I don't have any regrets about contacting Cyd and encouraging her and Dixie to renew their friendship. I knew that Dixie had feelings for Cyd and had done for a while, I trust Dixie, I know that she loves me and I know that she won't hurt me. The feelings that she used to hold for Cyd are definitely in the past. I heard the pain and sadness in Dixie's voice when she talked about Cyd, all I saw was a woman that was missing her friend. When I talked to Cyd, I heard the same sadness, she was missing Dixie and was sorry for hurting her. I had hoped that Cyd and Dixie would talk honestly with each other and sort out the friendship that clearly meant so much to them both. I knew that I was taking a risk but I am glad that the risk paid off and Dixie has her friend back again. Cyd is a nice woman, she made a mistake but she deserved the chance to start over, she had good intentions and if she hadn't left then I wouldn't have come to Holby and I wouldn't have met the woman that I fell in love with. It all turned out good in the end, Dixie and Cyd are definitely happy now and that can only ever be a good thing.

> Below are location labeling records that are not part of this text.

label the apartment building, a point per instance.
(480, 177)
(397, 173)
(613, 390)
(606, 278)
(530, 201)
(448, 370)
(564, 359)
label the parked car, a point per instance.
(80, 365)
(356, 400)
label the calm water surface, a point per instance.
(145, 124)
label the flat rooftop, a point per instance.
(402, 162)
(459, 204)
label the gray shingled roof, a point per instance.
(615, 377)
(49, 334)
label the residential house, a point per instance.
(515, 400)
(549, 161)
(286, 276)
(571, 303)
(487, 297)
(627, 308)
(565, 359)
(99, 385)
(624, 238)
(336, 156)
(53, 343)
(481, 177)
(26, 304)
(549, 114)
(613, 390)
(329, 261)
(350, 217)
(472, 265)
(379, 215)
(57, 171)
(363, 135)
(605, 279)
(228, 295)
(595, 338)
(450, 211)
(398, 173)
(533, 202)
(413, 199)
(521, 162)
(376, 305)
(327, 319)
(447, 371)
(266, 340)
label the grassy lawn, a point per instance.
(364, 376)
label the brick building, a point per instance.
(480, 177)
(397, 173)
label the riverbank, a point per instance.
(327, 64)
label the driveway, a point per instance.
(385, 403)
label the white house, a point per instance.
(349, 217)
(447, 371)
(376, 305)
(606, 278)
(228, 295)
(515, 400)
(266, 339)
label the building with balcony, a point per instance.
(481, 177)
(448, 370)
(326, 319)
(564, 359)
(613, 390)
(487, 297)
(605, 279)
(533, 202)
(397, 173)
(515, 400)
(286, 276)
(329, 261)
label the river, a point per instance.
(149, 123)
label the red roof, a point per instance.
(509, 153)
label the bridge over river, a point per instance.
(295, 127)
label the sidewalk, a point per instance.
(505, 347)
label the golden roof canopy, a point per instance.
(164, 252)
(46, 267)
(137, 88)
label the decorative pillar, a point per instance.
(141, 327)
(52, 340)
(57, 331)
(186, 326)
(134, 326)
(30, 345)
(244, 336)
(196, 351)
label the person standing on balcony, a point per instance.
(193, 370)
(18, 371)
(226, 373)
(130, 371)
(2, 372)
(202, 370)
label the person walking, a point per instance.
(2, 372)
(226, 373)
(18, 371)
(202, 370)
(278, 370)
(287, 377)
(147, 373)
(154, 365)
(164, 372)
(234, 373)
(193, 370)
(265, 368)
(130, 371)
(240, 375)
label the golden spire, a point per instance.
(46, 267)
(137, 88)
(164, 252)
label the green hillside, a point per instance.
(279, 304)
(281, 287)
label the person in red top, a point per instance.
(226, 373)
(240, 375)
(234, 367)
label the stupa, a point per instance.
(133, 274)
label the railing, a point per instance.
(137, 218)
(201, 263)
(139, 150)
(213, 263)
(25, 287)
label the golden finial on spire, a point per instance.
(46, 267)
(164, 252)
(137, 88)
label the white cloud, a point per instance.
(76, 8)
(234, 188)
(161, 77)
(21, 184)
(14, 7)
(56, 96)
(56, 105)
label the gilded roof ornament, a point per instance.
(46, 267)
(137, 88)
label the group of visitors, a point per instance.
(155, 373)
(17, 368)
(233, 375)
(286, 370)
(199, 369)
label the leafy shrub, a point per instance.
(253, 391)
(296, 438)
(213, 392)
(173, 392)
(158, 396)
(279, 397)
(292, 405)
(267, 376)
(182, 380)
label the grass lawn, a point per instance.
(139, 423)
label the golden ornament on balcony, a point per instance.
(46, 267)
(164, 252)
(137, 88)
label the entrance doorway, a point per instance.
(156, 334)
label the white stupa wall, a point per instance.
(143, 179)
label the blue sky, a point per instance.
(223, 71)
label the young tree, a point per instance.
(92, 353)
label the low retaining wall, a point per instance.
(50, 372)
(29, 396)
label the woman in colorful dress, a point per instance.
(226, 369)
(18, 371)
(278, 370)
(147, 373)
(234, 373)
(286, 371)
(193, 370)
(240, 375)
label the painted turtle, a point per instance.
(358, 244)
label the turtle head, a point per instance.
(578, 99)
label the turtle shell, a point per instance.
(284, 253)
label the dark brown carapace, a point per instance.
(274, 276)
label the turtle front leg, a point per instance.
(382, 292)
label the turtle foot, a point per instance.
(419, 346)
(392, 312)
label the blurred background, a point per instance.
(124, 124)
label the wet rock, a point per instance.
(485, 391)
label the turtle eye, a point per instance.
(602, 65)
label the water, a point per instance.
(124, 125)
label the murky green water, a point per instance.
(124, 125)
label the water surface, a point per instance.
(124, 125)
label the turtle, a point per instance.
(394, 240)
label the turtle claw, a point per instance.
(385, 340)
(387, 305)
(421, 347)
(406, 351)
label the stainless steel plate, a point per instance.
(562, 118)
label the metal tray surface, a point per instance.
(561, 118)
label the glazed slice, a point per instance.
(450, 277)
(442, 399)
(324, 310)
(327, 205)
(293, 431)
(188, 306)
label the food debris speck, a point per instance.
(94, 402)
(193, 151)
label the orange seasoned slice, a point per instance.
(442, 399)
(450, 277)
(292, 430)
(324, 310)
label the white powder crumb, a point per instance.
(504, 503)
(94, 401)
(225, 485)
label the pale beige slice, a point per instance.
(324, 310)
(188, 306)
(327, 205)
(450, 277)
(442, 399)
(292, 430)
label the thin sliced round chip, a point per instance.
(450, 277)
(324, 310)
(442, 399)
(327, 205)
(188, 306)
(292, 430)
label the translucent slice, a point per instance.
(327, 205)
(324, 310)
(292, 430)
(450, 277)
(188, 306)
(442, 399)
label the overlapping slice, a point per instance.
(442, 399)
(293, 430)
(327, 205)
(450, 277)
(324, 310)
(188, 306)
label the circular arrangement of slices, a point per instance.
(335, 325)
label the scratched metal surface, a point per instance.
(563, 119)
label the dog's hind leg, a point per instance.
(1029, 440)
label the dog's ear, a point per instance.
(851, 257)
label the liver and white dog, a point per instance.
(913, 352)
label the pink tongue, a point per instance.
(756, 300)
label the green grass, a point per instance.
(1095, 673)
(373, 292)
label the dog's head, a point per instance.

That brings me to Dixie, I remember meeting her for the first time, I was nervous enough to begin with, meeting your new boss is always hard. I felt intimidated by her, she had such a strong personality and it filled the entire room. I knew that the way she was looking at me meant she was assessing if I was good enough for her team. I had a feeling that if I didn't meet her high standards then I would be going back to Yorkshire at the end of the week. I wanted to impress Dixie, she makes people want to impress her and do their best. As I worked with Dixie during my first week I realised that the tough woman front was exactly that, a front. Underneath it all was a kind and compassionate woman that cares about people. The more I worked with Dixie, the more I liked seeing her and talking to her both at work and out of it. The day that Dixie got a brick thrown at her, I had to do something, I wouldn't let her get hurt by those thugs.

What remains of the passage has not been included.